The plan- which is being fronted by Postcomm, the postal services regulator- calls for the government to sell 49 percent of its shares in Royal Mail as part of an effort to gain an injection of private cash.
Postcomm, which has been a regular source of propaganda for the further “liberalisation” of postal services, points to the way postal services in Denmark and Sweden are run as a possible model for Britain.
Chairman Nigel Stapleton said, “Postcomm wants to see Royal Mail embrace a partnership approach with the private sector to secure a universal service valued by all users and provided at least cost, without public funding.”
The plan comes just a week after an independent panel concluded that allowing private firms to enter the postal market in competition with Royal Mail had produced little or no benefit to households or small businesses.
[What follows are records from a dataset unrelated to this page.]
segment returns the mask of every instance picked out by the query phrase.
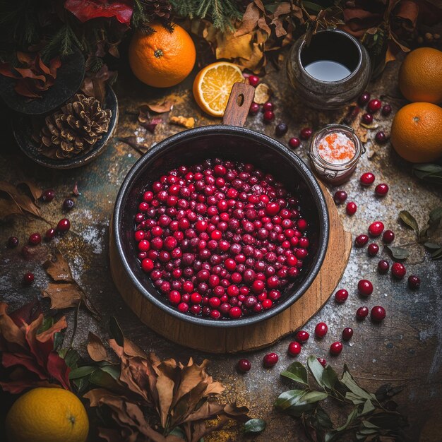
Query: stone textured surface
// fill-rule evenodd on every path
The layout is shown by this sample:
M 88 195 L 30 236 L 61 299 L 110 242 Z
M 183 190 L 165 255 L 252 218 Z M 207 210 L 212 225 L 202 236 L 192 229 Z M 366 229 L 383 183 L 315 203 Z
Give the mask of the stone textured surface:
M 383 76 L 369 85 L 373 97 L 383 96 L 385 102 L 393 107 L 393 114 L 404 104 L 396 85 L 398 62 L 388 65 Z M 193 76 L 184 83 L 172 90 L 152 90 L 137 83 L 129 73 L 120 76 L 115 90 L 120 103 L 120 121 L 116 137 L 111 141 L 107 150 L 94 162 L 78 169 L 54 171 L 40 167 L 20 153 L 12 142 L 10 126 L 4 121 L 3 154 L 0 157 L 0 171 L 2 179 L 18 181 L 23 177 L 35 180 L 42 188 L 53 188 L 56 197 L 50 203 L 42 203 L 44 217 L 52 225 L 64 217 L 61 208 L 64 199 L 68 196 L 76 181 L 78 183 L 80 196 L 76 200 L 76 207 L 68 217 L 71 221 L 71 232 L 64 237 L 54 240 L 66 256 L 75 277 L 93 300 L 102 314 L 97 323 L 84 310 L 78 318 L 78 327 L 73 338 L 73 345 L 80 352 L 85 351 L 89 330 L 102 336 L 106 335 L 107 323 L 110 316 L 114 315 L 121 328 L 131 339 L 147 351 L 154 351 L 160 357 L 173 357 L 182 361 L 190 356 L 201 361 L 207 357 L 211 360 L 210 372 L 227 388 L 226 399 L 236 400 L 240 405 L 251 408 L 251 414 L 265 418 L 268 429 L 258 441 L 304 440 L 300 427 L 288 417 L 276 413 L 273 402 L 280 393 L 289 389 L 289 383 L 279 376 L 293 358 L 287 354 L 287 348 L 292 340 L 289 337 L 273 345 L 244 357 L 252 363 L 252 369 L 246 375 L 239 375 L 234 369 L 239 356 L 212 356 L 179 347 L 168 342 L 143 325 L 127 308 L 117 292 L 109 272 L 108 227 L 113 203 L 119 185 L 127 172 L 139 157 L 139 154 L 117 137 L 136 135 L 139 141 L 152 145 L 164 137 L 182 128 L 169 124 L 157 126 L 155 134 L 145 131 L 137 124 L 139 106 L 154 97 L 173 95 L 177 104 L 173 115 L 195 117 L 198 125 L 219 122 L 201 114 L 189 94 Z M 306 126 L 318 129 L 321 126 L 340 119 L 342 112 L 321 112 L 309 109 L 298 102 L 286 80 L 285 69 L 270 72 L 264 81 L 274 90 L 272 101 L 276 110 L 275 124 L 286 122 L 289 127 L 287 136 L 282 138 L 287 142 L 290 136 L 297 136 L 299 129 Z M 7 113 L 6 113 L 7 114 Z M 163 116 L 167 118 L 167 116 Z M 379 117 L 376 124 L 388 132 L 393 114 L 388 118 Z M 275 136 L 275 124 L 264 125 L 261 114 L 249 117 L 249 127 Z M 374 139 L 376 131 L 369 133 L 369 140 Z M 364 155 L 357 172 L 350 181 L 342 186 L 349 194 L 348 201 L 358 205 L 353 217 L 345 215 L 345 207 L 339 208 L 345 227 L 353 236 L 365 233 L 368 225 L 376 220 L 382 220 L 386 228 L 396 233 L 395 244 L 405 244 L 414 241 L 414 234 L 398 220 L 400 210 L 407 209 L 424 226 L 430 210 L 441 203 L 441 188 L 420 181 L 411 175 L 410 164 L 401 160 L 390 145 L 376 145 L 367 143 L 367 153 Z M 306 162 L 307 143 L 297 149 L 297 153 Z M 359 177 L 367 171 L 373 172 L 376 183 L 386 182 L 390 186 L 388 195 L 382 199 L 374 196 L 374 186 L 362 188 Z M 330 191 L 336 189 L 330 188 Z M 7 301 L 11 309 L 16 309 L 35 297 L 40 297 L 40 288 L 47 284 L 47 278 L 41 267 L 47 252 L 47 246 L 39 246 L 38 256 L 31 260 L 24 260 L 20 248 L 7 249 L 5 241 L 11 234 L 20 239 L 23 245 L 29 234 L 35 231 L 43 234 L 48 228 L 44 222 L 32 219 L 17 219 L 0 222 L 0 299 Z M 441 230 L 438 231 L 441 240 Z M 379 241 L 377 242 L 379 243 Z M 50 248 L 49 246 L 49 248 Z M 381 248 L 378 256 L 370 258 L 366 249 L 354 249 L 350 261 L 338 288 L 347 288 L 350 297 L 343 305 L 336 304 L 331 298 L 325 307 L 306 324 L 304 329 L 311 335 L 315 325 L 324 321 L 329 331 L 321 340 L 311 338 L 297 358 L 302 362 L 314 354 L 325 357 L 333 366 L 340 371 L 347 363 L 364 386 L 372 390 L 383 383 L 405 386 L 404 390 L 397 396 L 400 410 L 408 415 L 412 424 L 412 439 L 419 438 L 420 429 L 429 418 L 438 414 L 437 408 L 442 394 L 442 261 L 431 261 L 423 248 L 410 245 L 410 257 L 405 265 L 408 274 L 418 275 L 422 280 L 420 289 L 412 292 L 406 280 L 397 281 L 390 274 L 380 275 L 376 264 L 386 254 Z M 391 262 L 391 259 L 388 258 Z M 35 282 L 30 287 L 21 285 L 23 275 L 26 271 L 35 274 Z M 357 281 L 363 277 L 370 279 L 374 292 L 370 299 L 362 299 L 357 292 Z M 49 304 L 44 299 L 43 305 Z M 387 311 L 387 318 L 381 325 L 375 325 L 369 320 L 357 323 L 354 312 L 361 305 L 372 306 L 383 305 Z M 66 311 L 70 324 L 66 332 L 66 342 L 72 333 L 73 312 Z M 328 354 L 330 344 L 340 338 L 342 330 L 353 327 L 354 335 L 350 343 L 344 345 L 344 350 L 338 357 Z M 280 354 L 280 362 L 273 369 L 262 367 L 261 361 L 268 351 Z M 441 425 L 441 420 L 432 421 Z M 432 439 L 432 440 L 436 440 Z M 222 431 L 211 440 L 241 440 L 241 436 L 234 429 Z M 431 439 L 428 439 L 431 440 Z

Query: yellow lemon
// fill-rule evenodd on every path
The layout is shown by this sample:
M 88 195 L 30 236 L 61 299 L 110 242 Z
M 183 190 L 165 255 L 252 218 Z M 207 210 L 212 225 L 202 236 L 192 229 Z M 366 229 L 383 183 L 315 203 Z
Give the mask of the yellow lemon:
M 6 416 L 9 442 L 85 442 L 89 420 L 81 401 L 61 388 L 34 388 Z

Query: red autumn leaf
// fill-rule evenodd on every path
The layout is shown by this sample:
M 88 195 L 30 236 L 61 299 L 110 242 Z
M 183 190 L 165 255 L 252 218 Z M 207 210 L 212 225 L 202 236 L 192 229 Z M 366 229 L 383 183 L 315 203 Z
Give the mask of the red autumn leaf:
M 82 23 L 99 17 L 115 17 L 129 25 L 133 12 L 132 3 L 124 0 L 66 0 L 64 7 Z

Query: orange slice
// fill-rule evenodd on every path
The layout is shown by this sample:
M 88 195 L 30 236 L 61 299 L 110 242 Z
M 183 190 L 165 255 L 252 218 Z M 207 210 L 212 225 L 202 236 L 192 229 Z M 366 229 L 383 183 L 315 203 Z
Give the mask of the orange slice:
M 235 83 L 244 80 L 241 69 L 233 63 L 218 61 L 200 71 L 193 81 L 193 97 L 210 115 L 222 117 Z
According to the panel, Royal Mail’s loss of many bulk mail contracts to private firms, combined with an obligation to deliver their competitor’s mail at a loss to itself, was leading to an unsustainable position.
The panel’s interim report warned of a “substantial threat” to Royal Mail’s financial security and the universal service obligation, which guarantees collection and delivery to all addresses in Britain.
Last week the company announced that it has run up £200 million of losses from its regulated letters and parcels business.
Billy Hayes, the general secretary of the postal workers’ CWU union, reacted angrily to regulator’s proposal.
He said, “Postcomm has consistently been obsessed with the drive to develop the competition model and calling for privatisation is just another step.”
While the government toys with privatisation Royal Mail is already busy making itself more “market friendly” by planning the closure of many of its mail centres.
Last week the company announced the closure of its mail centre in Oxford.
There are open threats to other centres in Coventry, Milton Keynes, Liverpool, Northampton, Reading and Stockport.
Many activists believe Royal Mail plans to go much further and close dozens of centres.
In Oxford the closure announcement was met by an impromptu union meeting in the mail centre car park.
Bob Cullen, the CWU union’s area processing rep for Oxford, told Socialist Worker, “Almost the entirety of the evening shift walked out to hear what the union was saying. The fact that so many came shows what the mood is.
“But people are aware that we can’t fight this closure programme branch by branch. We need a national response, and the national union must start to use its clout.
“Our branch has a motion to next month’s national CWU conference calling for a co-ordinated fightback.
“We have to show the members that we are deadly serious about fighting over these closures, and the wave of attacks on those working in delivery offices.
“If we do that, we will be able to win them to a fight against privatisation too.”